Keywords: Snow, Post-Apocalypse, Monsters, Wolves, Eating, Family
Review: This story captures a great sense of bleak desolation. That Nikki’s father has taken her to in hopes of finding safety and isolation. So that he can tell her something. Only for all that the landscape is barren, there are still plenty of dangers, and not all of them are people carrying the disease that has wiped out so many. There are “regular” humans as well only too happy to indulge in their cruelest impulses, and it doesn’t take too long for them to find Nikki and her father alone in the snowy wastes. I do like the way the story evokes the snow and the cold oppression of it, the slowness that it gives to everything and the danger, that people need shelter from it in order to live, that people need escape from it in order to be warm. Only the escape that Nikki gets is much more to do with her legacy, his inheritance from a mother who didn’t quite understand what was happening. And I like how it it framed, that the old world is over, failed, and a new world has asserted itself. One that requires a different sort of power and skills. One where regular humans might no longer be dominant. It’s a gripping read and a visceral one, bringing Nikki to a place where she can find a way forward into this new future, even if it’s on a road paved in blood and teeth. And I like how it shows that in the face of human monstrosity, sometimes the only answer is to adopt a monstrosity even more powerful. A great read!
“Example” by Adam-Troy Castro (5802 words)
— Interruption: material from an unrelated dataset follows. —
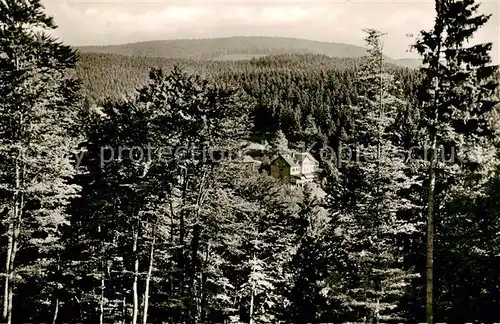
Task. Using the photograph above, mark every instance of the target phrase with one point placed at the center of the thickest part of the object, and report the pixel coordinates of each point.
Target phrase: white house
(298, 168)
No Spoilers: Hector Ortiz has been on Death Row for a long time for a crime he didn’t commit. Finally, on the day of his execution, he’s expecting to go through with the moment that’s been waiting for him for so long. Only things don’t exactly go to plan, and as the story progresses how the criminal justice system has progressed in the future the story imagines is revealed and it is...well, pretty fucked up. The piece maintains a focus on Hector and the mix of resignation and hope that the story takes him through, always aware of what’s coming and trying his make peace with it, even in the face of the complications that spring up, that threaten to break down his very careful composure. It’s a story that speaks to a future of the death penalty that it’s not hard to imagine, where corruption has made a mockery of justice.
Keywords: Prisons, Justice, Innocence, CW- Death Penalty, Exoneration, Bargains
Review: The take on justice here is an interesting one, and I like the way the story brings Hector back from his more stoic acceptance of events and proves that even though he thought he was done with hope and hurting, he’s not. Because worse in some ways that being wrong convicted of the crime and serving so much time is that he’s now found innocent and it doesn’t matter. And that’s where so much of the impact of the story comes from, from the incredibly hollow but “reasonable” justifications given for why it’s been made illegal to reverse an order of execution. How it’s placed the Correctness of the state and people pushing for the death penalty above the actual spirit of law and justice. For me I like the distinction made between Law and Order and justice. Because for me Order isn’t just. It’s about things being in place and kept in rigid control but there’s nothing just about it, and if the system by which things are ordered is evil then, well, the order is evil too. And such it is with this, showing how any system that allows for people to be murdered who could be innocent is wrong. That it’s better to murder no one than to let one person die who was wrongly convicted. Especially given the impact of intolerance and racism in that process. It’s a nice way of capturing the problems with the death penalty and projecting that forward, imagining what could happen is the bullshit reasons for executions were expanded (always in bad faith) so as to build up the spectacle of executions to make people afraid to break the order of the wealthy, rather than having anything to do with justice. Definitely a story worth checking out!